To top it off, the little girl he saves ends up getting injected by Firefly, a more powerful and motivated Firefly than we’ve seen in the past. The infected victims spontaneously combust and threaten to burn down Gotham City.
I like the art a lot. Nguyen provides a creepy atmosphere and generous panels filled with detail and perspective. He rolls the action out really well – looking forward to seeing more from him. Dini even gives him a whole page of action, building suspense without words, and Nguyen easily conveys the story.
Damian’s visit with Thomas Elliot in jail is another weird occurrence that isn’t fully explained. As all Bat-fans know, Elliot was Hush, a childhood friend of Bruce Wayne who became the Batman’s antithesis.
When the action takes back up again with the spontaneous combustions, it’s awesome stuff. The coloring is primarily red and is used to great effect. I loved the different perspectives Nguyen shows our heroes in. The splash page with Batman and Robin looking down on Gotham as it burns is chilling.
The Manhunter story lays a new cornerstone in Kate Spencer’s life. She’s served as an attorney and as a night-time street vigilante since acquiring the Manhunter staff and costume. Now those two careers seems to come together. Kate Spencer becomes Gotham’s new D.A. and the city’s newest costumed hero.
Marc Andreyko has been the scripter for Manhunter since Kate Spencer put on the mask, and he returns for the writing chores here. Georges Jeanty does a fabulous job with rendering Manhunter as a sexy bombshell and crime-fighter, and he brings Gotham City to life equally as well.
“Strange Bedfellows” primarily focuses on Kate Spencer’s rise to the D.A. position. I liked the interaction she has with Barbara Gordon as well as Commissioner Gordon. And I loved the speech she delivers to the media, throwing it out there for all the criminals in the city to come after her if they dare.

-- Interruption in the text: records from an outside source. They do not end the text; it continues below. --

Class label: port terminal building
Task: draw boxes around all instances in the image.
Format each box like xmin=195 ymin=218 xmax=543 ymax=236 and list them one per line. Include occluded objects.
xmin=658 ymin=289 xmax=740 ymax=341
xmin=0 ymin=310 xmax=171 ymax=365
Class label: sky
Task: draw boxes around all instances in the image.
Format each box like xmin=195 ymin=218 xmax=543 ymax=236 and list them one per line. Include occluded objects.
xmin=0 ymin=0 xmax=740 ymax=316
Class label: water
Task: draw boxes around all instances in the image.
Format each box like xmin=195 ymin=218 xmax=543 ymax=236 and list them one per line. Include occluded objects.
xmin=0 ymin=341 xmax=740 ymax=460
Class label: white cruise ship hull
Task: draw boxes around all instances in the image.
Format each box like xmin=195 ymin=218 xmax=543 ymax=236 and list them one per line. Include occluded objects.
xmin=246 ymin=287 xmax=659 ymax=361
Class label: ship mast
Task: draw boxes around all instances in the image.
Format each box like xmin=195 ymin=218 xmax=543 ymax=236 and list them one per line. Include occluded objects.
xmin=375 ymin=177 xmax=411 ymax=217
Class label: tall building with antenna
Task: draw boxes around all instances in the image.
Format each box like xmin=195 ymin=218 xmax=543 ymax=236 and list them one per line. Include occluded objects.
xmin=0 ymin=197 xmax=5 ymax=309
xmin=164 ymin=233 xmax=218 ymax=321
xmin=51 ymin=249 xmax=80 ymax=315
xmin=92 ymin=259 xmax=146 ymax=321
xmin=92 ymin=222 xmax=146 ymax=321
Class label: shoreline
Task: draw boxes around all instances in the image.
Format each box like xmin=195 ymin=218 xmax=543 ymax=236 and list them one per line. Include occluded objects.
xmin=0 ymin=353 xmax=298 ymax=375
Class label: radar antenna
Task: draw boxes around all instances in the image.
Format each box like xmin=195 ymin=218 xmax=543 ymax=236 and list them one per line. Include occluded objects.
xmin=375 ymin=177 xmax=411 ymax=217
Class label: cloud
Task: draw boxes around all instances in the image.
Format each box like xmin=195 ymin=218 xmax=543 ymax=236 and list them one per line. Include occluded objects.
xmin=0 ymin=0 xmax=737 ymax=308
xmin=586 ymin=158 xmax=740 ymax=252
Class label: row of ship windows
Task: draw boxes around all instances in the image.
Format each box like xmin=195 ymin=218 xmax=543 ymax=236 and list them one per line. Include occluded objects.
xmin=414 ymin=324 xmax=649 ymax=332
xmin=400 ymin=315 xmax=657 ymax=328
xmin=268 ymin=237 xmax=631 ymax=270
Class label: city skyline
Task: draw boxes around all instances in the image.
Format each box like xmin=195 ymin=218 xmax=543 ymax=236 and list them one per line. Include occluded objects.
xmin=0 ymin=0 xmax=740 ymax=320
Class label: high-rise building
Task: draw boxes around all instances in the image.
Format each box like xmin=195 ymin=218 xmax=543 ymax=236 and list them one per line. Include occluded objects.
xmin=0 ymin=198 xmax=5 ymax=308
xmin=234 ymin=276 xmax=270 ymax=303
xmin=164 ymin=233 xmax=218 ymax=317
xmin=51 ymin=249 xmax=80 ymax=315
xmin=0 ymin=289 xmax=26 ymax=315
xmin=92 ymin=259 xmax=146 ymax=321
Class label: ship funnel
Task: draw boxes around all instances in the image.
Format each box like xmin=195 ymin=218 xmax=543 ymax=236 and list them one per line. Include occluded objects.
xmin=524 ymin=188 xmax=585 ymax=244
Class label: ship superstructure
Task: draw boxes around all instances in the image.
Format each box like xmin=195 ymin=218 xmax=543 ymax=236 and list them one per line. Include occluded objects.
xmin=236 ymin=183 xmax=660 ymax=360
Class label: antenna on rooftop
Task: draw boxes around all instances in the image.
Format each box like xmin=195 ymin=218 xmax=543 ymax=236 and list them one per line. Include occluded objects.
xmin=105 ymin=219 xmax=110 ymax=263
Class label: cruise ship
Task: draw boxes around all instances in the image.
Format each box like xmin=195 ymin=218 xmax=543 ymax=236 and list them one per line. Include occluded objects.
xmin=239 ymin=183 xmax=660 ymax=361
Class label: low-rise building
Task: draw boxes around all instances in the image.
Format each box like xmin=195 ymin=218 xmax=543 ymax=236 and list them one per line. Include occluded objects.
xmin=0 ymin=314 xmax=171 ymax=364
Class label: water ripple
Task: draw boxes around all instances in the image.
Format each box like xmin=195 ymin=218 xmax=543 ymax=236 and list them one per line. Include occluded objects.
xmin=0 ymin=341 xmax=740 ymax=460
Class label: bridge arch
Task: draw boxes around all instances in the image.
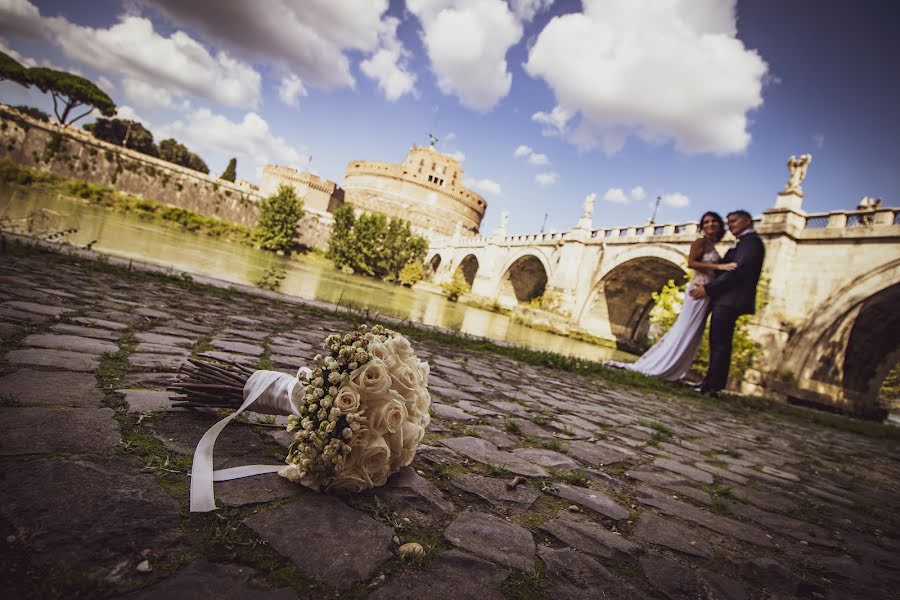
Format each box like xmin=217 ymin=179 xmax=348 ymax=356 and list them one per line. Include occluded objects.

I didn’t like the idea of Kate moving away from her young son, but having two demanding careers as she does just doesn’t leave much time for the mom role. Still, I hope to see that dealt with and some real emotional hardships over these choices.
The flip-flop of past and present as Manhunter stalks the murderer of the previous D.A. during a rainstorm in Gotham is terrific. It brings the readers up to date with this latest wrinkle in her life – and the stakes she’s going to be playing for. I’m going to enjoy this run of stories and hope they last for some time to come.
Streets of Gotham is shaping up to be one of the best Bat-titles out there, but, right now, there just don’t seem to be any bad ones.